To create the graphics and information, InfoChannel uses an interface similar to a standard presentation program. This interface supports text, graphics, audio and video objects that can be presented and animated. Where it differs, though, is in its support for scheduled events. InfoChannel has a scheduling function by which individual elements or programs can be set to occur at specific times, for a specific number of times, or during a range of times. This feature provides a very powerful method of distributing different types of information similar to a playlist in a television station.
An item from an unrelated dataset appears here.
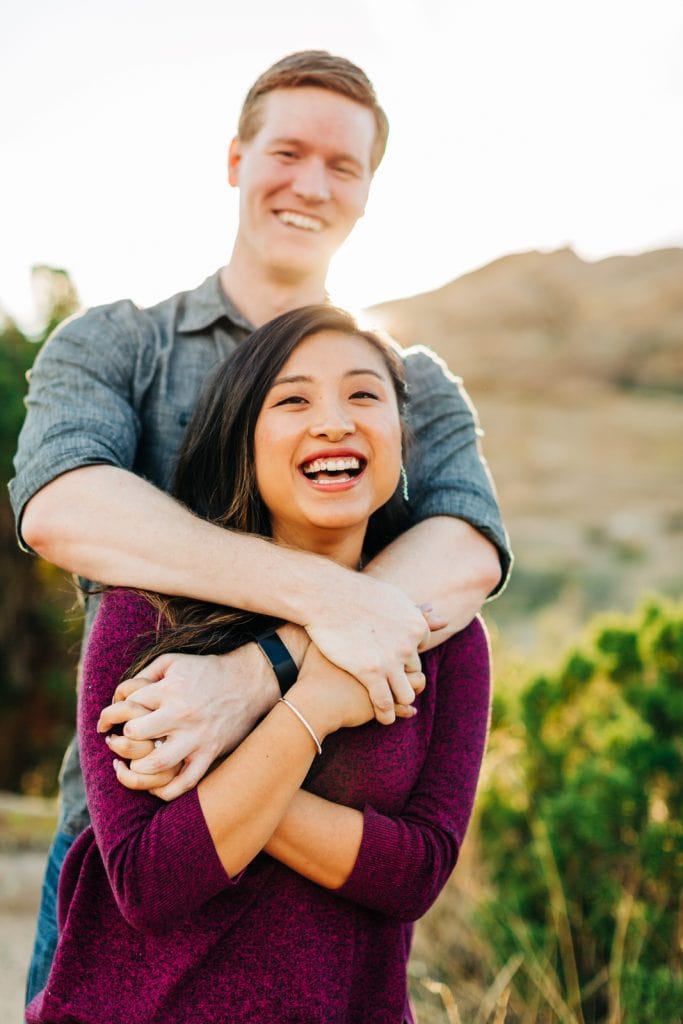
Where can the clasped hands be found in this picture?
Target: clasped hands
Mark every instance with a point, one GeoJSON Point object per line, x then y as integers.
{"type": "Point", "coordinates": [183, 712]}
Deuces were wild at the Communications Specialties booth. The company's newest product, called Deuce, is an intelligent video scaling device designed to make traditional line doublers and quadruplers obsolete. Priced at $2195, Deuce accepts NTSC, PAL or SECAM input and can be set to output at six different non-interlaced resolutions ranging from 640x480 up to 1280x1024. Deuce also adjusts for 16:9 or letterbox sources to ensure the highest quality conversion and display.
The products and companies mentioned above were just a small sample of what was available at TeleCon XVII. However, they also represent products that attendees might have missed it they just stayed with the "traditional" systems at the show. If conferencing is of interest to you, you should definitely plan on attending next year's show. It's one of the last "pure" trade show experiences available.